Brad Johnson, vice president at SystemExperts, said he views TJX as an anomaly, suggesting most breaches stem from human error rather than an attacker’s ingenuity. “The fundamental problem is a lack of security awareness,” Johnson said. “Employees weren’t aware of the risk involved, so they didn’t take the appropriate precautions.”
The case of HM Revenue & Customs, the United Kingdom’s tax department, fits the human-error category. In late 2007, HM Revenue & Customs acknowledged the loss of two computer disks containing personal information for 25 million people.
- Criminal gangs stealing data get 1$ to 10$ per record. Therefore, as long as the attacks are profitable, they will continue
- The first step a company should take is to realize what sensitive data they have and where it is stored. Such a step should make the implementation of an efficient Endpoint security and DLP solution easier.
- Another security measure would be to only process the data needed at a certain time (e.g. a few entries as opposed to an entire Excel file containing those entries)
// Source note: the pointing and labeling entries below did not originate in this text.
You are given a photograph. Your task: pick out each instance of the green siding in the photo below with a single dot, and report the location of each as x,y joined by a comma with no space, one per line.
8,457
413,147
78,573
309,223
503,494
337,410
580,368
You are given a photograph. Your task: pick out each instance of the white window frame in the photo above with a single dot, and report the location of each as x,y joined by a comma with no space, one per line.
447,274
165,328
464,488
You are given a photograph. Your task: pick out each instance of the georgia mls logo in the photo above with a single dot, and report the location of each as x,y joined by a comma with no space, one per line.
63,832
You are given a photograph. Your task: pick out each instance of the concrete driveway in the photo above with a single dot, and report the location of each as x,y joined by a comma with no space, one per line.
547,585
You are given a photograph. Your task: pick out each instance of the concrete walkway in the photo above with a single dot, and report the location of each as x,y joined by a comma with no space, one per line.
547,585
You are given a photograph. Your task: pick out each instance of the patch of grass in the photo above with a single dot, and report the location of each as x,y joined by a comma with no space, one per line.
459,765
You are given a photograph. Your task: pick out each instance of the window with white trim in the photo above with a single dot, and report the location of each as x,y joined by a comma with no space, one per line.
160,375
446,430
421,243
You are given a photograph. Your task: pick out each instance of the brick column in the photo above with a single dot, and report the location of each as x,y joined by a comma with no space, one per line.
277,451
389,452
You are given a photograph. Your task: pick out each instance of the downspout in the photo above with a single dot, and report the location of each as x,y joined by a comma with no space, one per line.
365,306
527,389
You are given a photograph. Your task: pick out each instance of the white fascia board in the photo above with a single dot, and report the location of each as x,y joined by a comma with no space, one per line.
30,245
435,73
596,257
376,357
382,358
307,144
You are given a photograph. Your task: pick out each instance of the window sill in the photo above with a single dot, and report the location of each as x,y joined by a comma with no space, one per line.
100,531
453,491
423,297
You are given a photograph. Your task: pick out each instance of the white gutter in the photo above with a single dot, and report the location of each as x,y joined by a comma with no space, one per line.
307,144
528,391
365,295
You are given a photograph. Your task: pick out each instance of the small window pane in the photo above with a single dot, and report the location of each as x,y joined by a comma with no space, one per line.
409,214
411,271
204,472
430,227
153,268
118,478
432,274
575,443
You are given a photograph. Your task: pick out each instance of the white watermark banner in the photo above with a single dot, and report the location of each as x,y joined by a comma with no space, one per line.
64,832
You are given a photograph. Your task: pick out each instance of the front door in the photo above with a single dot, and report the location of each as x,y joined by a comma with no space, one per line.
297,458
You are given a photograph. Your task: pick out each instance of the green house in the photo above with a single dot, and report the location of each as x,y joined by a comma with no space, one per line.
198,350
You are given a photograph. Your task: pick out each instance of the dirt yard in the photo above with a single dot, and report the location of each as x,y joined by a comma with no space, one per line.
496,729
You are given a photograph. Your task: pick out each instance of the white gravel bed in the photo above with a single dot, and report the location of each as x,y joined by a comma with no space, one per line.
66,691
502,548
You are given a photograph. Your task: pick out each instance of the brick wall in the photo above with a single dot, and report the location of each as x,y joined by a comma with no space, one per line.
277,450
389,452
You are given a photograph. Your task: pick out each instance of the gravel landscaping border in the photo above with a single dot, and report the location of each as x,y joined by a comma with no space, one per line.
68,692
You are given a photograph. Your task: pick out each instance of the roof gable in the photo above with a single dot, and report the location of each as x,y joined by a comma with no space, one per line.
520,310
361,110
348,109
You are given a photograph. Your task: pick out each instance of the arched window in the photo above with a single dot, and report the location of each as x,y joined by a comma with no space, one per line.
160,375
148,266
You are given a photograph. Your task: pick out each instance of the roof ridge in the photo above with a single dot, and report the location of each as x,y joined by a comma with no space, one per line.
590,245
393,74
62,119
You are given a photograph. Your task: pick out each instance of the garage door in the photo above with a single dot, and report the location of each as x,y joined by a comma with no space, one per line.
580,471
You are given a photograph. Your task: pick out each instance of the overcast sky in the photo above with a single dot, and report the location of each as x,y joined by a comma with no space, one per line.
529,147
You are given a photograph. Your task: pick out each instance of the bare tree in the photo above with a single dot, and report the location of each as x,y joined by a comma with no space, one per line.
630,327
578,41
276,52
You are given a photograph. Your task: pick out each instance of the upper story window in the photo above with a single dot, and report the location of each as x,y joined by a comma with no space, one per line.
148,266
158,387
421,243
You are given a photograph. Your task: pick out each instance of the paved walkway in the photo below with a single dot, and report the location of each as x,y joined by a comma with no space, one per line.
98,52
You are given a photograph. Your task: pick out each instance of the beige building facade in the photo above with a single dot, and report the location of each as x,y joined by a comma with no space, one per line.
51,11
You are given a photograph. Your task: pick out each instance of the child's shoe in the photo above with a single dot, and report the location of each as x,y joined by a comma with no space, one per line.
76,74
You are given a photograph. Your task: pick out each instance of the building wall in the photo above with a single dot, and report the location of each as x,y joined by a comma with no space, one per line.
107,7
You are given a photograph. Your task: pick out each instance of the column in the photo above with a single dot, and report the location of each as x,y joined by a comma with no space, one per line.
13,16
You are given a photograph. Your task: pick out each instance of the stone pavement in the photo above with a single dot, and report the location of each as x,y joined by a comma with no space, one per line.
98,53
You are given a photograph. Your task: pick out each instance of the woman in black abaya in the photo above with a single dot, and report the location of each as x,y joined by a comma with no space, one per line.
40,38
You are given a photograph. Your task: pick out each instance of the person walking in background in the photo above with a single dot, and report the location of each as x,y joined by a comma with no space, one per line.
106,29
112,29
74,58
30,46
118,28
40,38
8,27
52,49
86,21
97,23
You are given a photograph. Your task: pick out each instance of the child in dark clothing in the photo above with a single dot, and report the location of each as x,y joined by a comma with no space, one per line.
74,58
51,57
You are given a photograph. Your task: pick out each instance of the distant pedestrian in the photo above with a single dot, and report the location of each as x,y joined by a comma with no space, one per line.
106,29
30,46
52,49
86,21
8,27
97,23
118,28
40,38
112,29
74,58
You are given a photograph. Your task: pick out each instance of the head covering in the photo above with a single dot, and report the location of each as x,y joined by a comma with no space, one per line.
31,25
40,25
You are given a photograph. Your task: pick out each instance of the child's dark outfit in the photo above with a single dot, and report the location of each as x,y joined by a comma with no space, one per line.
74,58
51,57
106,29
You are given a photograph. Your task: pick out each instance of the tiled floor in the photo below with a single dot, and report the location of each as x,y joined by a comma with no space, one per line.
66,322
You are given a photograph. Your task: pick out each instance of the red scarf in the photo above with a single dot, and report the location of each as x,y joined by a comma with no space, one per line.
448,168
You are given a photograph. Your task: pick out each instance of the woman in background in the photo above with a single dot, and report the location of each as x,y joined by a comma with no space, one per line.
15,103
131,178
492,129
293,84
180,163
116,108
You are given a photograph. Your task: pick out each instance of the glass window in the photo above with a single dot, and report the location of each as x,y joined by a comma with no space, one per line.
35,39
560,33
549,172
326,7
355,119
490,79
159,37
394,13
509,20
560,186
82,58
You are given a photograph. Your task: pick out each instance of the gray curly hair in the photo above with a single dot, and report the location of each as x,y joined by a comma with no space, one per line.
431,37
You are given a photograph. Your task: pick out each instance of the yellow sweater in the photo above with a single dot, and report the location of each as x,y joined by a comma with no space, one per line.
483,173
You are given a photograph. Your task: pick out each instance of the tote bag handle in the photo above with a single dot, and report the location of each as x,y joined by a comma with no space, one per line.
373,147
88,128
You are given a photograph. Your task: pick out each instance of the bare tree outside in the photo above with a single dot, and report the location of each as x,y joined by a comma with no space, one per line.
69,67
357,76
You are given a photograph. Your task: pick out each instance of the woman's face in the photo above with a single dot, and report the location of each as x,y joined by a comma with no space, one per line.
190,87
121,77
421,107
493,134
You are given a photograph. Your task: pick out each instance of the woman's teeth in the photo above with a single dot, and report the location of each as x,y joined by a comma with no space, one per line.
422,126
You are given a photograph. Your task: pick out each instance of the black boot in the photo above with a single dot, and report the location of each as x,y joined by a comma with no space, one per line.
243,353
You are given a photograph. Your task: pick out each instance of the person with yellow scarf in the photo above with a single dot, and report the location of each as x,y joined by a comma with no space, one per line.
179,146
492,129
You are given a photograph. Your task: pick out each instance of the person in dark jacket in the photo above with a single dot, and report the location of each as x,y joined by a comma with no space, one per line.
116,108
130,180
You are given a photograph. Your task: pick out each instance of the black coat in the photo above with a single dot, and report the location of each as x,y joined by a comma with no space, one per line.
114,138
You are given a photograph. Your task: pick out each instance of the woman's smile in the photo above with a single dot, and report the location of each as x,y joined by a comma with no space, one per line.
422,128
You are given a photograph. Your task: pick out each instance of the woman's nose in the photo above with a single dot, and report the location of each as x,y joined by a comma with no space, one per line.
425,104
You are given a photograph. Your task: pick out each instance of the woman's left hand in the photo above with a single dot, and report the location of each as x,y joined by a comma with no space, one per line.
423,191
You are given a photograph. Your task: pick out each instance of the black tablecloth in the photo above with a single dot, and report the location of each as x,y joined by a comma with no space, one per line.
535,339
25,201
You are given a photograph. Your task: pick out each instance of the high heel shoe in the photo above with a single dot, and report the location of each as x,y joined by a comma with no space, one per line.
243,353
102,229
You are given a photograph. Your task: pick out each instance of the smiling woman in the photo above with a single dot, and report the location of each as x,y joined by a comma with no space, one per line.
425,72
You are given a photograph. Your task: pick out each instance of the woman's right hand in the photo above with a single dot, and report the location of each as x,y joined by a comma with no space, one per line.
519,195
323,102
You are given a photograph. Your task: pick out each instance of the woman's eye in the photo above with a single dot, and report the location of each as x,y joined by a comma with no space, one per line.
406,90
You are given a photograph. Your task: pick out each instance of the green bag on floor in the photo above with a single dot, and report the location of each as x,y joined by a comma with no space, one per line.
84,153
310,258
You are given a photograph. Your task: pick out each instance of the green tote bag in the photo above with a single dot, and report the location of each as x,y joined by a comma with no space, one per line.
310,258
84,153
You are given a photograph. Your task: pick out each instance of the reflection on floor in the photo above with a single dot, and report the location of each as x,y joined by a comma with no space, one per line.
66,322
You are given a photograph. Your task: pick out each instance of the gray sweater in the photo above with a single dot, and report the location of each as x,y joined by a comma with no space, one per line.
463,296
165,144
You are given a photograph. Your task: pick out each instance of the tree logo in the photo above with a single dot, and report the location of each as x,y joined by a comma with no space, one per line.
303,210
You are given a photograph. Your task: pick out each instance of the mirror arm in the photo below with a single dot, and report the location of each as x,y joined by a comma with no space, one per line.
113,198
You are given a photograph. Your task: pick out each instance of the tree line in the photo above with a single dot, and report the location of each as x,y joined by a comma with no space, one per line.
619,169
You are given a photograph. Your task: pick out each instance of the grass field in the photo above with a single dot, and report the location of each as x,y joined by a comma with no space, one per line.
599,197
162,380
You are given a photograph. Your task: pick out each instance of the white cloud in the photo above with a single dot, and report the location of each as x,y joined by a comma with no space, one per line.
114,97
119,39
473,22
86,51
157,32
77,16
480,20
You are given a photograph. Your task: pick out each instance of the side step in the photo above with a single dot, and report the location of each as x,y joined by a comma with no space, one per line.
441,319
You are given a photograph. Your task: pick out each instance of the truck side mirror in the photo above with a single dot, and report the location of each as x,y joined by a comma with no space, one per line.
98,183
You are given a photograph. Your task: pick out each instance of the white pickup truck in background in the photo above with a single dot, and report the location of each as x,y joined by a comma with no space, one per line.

- Users or consumers should investigate more the risks they expose themselves to when entrusting their private information to third parties.
Thumbnail Drive with Data of Job Seekers Lost
A company hired by the Nevada Department of Public Safety to do background checks for 109 job applicants managed to loose the private data of said job seekers. According to an article in Chron.com, their private records were stored on a thumbnail drive owned by one of the hired firm employees.
Following this incident, the Department of Public Safety has temporarily suspended the use of outside vendors for background checks while it is reviewing all its processes and procedure.